Are Casco taxpayers willing to pay bond, budget paving?

By Dawn De Busk

Staff Writer

CASCO — Casco Selectman Grant Plummer expressed his concerns about whether or not the public would support an annual budget for road maintenance and paving now that a $2 million roads repair bond is in place.

After all, taxpayers will already be paying off the loan that will allow the Town of Casco to start rebuilding its most problematic roads. As was pointed out, some of those roads like Tenney Hill Road will have sections repaired rather than redoing the entire road.

Road maintenance and paving is “one of those areas where we are underfunded,” Plummer said on Tuesday.

“Now that we have the bond, I am panicked that we won’t rebuild that (budget) for the next 10 or 15 years,” he said.

He said it was his belief that the road maintenance and paving accounts “are half funded right now.”

“We could spend $500,000 or $600,000 in paving, that would allow us to do one road,” Plummer said.

According to Casco Town Manager Dave Morton, the town typically sets aside $300,000 for road maintenance — which includes the unexpected road failures, and $200,000 for paving.

Because of the timing of Town Meeting, money for paving is not approved and available until July 1. Therefore, paving projects usually happen in September.

The Casco Board of Selectmen held two workshops on Tuesday evening — one to discuss the time frame for making payments on the roads bond and another workshop to discuss a 10-year plan for paving and maintaining roads.

Basically, the bond should be issued in the early spring, allowing the town to put the road reconstruction job out to bid in the spring. That time frame will most likely result in road projects beginning in June, Morton said.

Roads on the reparation list include Edwards Road (which leads to the Town Beach on Crescent Lake), Johnson Hill Road, Cooks Mills Road, Tenney Hill Road and Raymond Cape Road.

During the conversation, Plummer said it would be great to drive on a newly-paved road in June, instead of late September.

Meanwhile, the selectmen will sit down next October to develop the 10-year road plan based on funding and needs.

Morton said that the maintenance budget will not be tapped as it has been in the past, since much road maintenance went toward roads that will be improved using the bond and will no longer require regular maintenance.

Plummer advocated for using the Maine Department of Transportation (MDOT) software, which the town purchased about three years ago, as a tool to determine which roads need the most TLC while the bond covers the cost of improving roads on the list.

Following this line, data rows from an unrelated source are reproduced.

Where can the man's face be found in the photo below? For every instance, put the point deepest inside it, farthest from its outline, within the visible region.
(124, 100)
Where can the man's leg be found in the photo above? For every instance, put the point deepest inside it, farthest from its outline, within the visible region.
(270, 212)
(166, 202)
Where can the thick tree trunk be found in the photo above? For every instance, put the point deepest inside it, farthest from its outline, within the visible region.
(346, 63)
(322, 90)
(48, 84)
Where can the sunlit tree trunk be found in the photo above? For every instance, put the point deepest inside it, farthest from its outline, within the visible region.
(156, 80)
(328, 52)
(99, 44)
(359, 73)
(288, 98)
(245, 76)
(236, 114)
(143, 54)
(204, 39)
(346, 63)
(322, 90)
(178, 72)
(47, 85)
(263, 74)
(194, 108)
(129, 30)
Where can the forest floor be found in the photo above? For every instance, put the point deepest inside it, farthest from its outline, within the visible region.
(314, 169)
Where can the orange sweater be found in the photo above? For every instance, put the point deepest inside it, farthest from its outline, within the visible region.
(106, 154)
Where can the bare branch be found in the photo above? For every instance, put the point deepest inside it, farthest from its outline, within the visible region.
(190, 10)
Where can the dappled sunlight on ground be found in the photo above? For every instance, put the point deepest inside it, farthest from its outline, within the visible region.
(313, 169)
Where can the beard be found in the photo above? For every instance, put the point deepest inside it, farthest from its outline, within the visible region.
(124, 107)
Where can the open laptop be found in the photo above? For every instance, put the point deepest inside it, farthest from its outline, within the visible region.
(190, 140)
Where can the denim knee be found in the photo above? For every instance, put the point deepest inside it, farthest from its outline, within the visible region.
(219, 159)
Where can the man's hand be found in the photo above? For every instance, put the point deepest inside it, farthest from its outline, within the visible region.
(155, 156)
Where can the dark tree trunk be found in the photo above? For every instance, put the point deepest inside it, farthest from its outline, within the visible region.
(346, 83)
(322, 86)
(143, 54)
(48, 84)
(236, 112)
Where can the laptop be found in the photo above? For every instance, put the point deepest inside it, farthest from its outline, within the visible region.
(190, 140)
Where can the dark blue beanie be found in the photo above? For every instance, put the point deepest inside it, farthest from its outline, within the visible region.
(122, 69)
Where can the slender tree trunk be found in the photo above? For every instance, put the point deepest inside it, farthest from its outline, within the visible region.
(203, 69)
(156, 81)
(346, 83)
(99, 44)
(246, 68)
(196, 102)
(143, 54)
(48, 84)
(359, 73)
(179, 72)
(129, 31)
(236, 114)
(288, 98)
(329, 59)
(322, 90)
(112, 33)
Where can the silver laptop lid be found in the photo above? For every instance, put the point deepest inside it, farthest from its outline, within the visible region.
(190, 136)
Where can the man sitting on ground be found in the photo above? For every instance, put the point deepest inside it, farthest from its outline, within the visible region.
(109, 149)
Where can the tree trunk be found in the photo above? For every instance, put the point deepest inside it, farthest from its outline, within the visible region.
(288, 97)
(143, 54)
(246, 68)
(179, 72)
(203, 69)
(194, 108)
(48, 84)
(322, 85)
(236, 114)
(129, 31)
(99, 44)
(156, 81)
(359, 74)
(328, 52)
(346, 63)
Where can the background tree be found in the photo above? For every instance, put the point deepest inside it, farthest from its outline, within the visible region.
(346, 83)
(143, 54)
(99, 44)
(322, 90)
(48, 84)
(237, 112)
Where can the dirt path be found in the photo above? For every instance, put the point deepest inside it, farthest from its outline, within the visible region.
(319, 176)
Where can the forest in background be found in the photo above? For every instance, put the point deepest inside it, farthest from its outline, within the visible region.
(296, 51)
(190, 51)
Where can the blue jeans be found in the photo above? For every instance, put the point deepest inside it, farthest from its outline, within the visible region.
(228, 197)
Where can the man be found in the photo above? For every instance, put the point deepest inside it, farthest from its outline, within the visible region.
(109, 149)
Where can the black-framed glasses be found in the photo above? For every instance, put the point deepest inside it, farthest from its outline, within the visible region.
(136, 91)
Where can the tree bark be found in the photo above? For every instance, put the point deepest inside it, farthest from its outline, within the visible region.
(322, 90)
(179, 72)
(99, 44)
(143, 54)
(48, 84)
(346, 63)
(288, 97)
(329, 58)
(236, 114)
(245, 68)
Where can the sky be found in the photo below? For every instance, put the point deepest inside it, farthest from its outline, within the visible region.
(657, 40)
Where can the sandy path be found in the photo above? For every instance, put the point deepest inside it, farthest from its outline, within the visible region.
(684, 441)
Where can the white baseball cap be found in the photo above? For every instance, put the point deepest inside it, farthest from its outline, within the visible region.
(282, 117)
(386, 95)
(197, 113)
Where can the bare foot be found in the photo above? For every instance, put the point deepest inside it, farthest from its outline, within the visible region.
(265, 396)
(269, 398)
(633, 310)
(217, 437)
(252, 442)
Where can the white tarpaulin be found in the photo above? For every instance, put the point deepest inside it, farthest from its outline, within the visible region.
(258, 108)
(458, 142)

“I don’t want to put this aside and not think about it for 10 years,” Plummer said.

Chairman Holly Hancock said the town could get into a bonding cycle, taking out another roads bond in 10 to 15 years once the current one is paid off. That was an option and not necessarily something she was recommending.

It might be that Casco residents do not want to simultaneously make yearly payments on the roads bond and fund an annual road paving budget.

“The cry from taxpayers is: ‘Don’t raise taxes, but we want good roads.’ You cannot do both,” Morton said.

Plummer spoke on the topic.

“Our job is to learn how this bonding issue is hurting and helping us,” he said. “We need to look at both sides of the financial piece of it. In year nine or ten, the budget won’t satisfy anything,” he said, referring to the fact the inflation will raise the costs of road repair and paving.

“People aren’t going to like that we are still paying for road work” in nine or ten year, Plummer said.

Morton pointed out that some communities do not spend their paving budget for one fiscal year so that it can build up the following year. So, those communities do paving projects every other year when there is enough money to do that.

“As long as the town looks at it (the road maintenance/road paving budgets) and is open to investing each time,” the roads around town should stay in decent shape, he said.

“The problem is we have flatfunded or not increased our road budget over time,” Morton said.